Würden Rabattverträge und Festpreise entfallen, führte dies allerdings zu höheren Preisen und noch mehr Kosten für die Krankenkassen.
Dafür muss man Regelungen finden, denn natürlich dürfen die Kosten nicht ins Unermessliche steigen. Das ist aber möglich. Würden wir die innovativen Arzneimittel um geschätzte zehn Prozent billiger machen, könnten wir den Generikamarkt bereits sanieren.

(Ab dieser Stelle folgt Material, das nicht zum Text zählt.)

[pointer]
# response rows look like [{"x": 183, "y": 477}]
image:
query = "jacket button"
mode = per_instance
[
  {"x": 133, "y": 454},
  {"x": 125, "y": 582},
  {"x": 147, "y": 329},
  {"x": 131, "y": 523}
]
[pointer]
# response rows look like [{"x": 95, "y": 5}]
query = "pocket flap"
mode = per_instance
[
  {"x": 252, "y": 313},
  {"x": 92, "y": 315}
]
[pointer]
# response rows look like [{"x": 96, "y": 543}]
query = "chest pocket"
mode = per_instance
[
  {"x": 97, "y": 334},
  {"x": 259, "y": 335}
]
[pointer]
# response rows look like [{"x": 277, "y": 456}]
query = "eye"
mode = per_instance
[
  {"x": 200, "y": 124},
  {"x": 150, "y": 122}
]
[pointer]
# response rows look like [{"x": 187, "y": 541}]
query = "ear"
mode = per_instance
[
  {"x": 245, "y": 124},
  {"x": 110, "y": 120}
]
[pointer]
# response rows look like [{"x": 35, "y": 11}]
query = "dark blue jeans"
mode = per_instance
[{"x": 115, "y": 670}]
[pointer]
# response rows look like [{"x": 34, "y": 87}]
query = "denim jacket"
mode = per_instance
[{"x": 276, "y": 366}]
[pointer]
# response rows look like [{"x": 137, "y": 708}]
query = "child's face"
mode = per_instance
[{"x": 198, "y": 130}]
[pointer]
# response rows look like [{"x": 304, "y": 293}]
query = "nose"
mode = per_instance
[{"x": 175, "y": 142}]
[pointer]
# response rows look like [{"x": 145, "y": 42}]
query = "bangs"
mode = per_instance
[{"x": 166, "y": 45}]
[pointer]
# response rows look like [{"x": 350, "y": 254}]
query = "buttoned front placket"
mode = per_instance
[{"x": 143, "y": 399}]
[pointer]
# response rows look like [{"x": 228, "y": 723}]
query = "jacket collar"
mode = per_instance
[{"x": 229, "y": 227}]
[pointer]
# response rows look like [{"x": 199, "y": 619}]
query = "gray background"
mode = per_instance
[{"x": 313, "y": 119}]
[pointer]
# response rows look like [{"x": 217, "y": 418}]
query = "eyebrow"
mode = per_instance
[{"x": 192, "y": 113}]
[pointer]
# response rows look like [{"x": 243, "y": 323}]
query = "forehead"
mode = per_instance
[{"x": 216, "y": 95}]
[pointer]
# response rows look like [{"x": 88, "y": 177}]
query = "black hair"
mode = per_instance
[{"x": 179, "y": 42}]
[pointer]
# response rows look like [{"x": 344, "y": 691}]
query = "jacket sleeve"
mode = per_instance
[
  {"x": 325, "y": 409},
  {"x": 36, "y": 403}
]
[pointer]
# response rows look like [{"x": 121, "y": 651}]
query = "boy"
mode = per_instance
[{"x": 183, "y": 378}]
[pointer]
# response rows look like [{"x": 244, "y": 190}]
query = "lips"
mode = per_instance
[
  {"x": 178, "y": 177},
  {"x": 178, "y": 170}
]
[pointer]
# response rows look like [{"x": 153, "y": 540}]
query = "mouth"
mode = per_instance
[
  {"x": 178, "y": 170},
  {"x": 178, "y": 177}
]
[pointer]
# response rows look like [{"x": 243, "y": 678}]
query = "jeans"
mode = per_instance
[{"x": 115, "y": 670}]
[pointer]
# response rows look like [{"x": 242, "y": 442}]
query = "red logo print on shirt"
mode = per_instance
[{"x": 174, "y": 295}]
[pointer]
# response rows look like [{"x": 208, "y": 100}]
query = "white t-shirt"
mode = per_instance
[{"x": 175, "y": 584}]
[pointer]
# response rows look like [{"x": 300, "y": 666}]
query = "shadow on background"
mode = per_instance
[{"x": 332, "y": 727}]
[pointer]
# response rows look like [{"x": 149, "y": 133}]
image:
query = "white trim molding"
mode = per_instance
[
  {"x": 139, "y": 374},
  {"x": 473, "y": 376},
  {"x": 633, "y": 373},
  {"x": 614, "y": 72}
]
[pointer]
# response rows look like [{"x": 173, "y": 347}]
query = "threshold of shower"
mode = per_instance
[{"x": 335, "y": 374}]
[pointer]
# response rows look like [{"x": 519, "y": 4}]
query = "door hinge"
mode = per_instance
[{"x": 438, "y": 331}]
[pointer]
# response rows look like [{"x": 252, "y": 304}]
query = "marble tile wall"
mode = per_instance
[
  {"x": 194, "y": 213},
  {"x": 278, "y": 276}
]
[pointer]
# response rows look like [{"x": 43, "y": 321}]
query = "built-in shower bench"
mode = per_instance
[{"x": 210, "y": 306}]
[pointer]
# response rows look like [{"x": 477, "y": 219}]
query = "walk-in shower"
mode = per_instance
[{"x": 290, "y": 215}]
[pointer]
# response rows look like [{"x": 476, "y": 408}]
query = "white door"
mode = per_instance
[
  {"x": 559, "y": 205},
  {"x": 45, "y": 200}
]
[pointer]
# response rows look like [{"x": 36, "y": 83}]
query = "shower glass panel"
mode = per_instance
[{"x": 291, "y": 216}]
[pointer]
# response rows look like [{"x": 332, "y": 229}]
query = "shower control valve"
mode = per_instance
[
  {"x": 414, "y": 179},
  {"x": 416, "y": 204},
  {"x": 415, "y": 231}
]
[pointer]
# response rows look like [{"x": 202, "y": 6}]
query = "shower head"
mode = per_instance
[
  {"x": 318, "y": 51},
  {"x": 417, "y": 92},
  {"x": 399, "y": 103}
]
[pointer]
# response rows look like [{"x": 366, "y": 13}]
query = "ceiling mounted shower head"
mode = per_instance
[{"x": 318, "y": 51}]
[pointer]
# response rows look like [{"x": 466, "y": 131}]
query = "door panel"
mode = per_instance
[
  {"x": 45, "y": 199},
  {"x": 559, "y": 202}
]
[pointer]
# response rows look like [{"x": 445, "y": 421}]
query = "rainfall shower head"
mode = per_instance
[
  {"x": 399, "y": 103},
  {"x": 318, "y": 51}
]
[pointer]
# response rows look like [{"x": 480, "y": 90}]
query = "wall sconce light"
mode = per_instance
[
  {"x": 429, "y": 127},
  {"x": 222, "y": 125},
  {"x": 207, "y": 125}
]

Wie wollen Sie die Preise für Originalmedikamente senken, ohne die Forschung an neuen Arzneimitteln zu gefährden?
Wir dürfen uns nicht Bange machen. Natürlich drohen Unternehmen mit dem Ende der Forschung, aber am Ende wollen sie doch neue Produkte verkaufen – und wenn ich die Milliardenumsätze sehe, werden sie auch mit zehn Prozent weniger noch forschen und investieren. Entscheidend wäre, dass wir von Anfang an mit den Herstellern über die Preise verhandeln, nicht erst nach einem Jahr. Was damit möglich ist, zeigte vor einiger Zeit das Beispiel Sovaldi, ein Medikament gegen Hepatitis C, von dem eine einzelne Tablette in den USA unvorstellbare 1000 Dollar kostete. In Deutschland brachte sie die Firma Gilead für 700 Euro auf den Markt, auch das stand in keinem Verhältnis zu den Entwicklungskosten. Nach den Verhandlungen mit den Krankenkassen waren es plötzlich gut 200 Euro weniger, und komischerweise ist der Hersteller trotzdem nicht pleite gegangen. Wir sollten diese Verhandlungen von Anfang an führen und den Unternehmen Grenzen setzen.
Noch einmal zurück zu den USA: Sorgt Präsident Trump mit seinen horrenden Zollaufschlägen vor allem für China nicht dafür, dass die Medikamentenpreise erst einmal steigen statt sinken?
Ja, natürlich. Trumps Logik ist wohl, dass die Zölle Unternehmen in die USA zurückbringen, um dort zu produzieren. Aber seine wechselhafte Politik führt dazu, dass niemand ihm traut und Unternehmen sehr vorsichtig sind, in Amerika zu investieren.
»Trumps wechselhafte Politik führt dazu, dass niemand ihm traut und Unternehmen sehr vorsichtig sind, in Amerika zu investieren«
Der Verband Pro Generika hat davor gewarnt, dass Medikamente zur »Waffe im Handelskrieg« werden könnten. Führen die globalen Handelsstreitigkeiten dazu, dass Europa die Abhängigkeit von China und Indien bei der Wirkstoffproduktion endgültig auf die Füße fällt?
Wenn Trump immer höhere Zölle nimmt und den US-Markt unattraktiv für chinesische Firmen macht, könnten die Chinesen versucht sein, den europäischen Markt zu überschwemmen. Darin sehe ich die größte Gefahr, weil dann eine europäische Produktion noch schwieriger wird und die Abhängigkeit weiterwächst. Schon jetzt ist es doch so: Die Chinesen brauchen keine Atombombe – sie könnten einfach aufhören, Antibiotika zu liefern.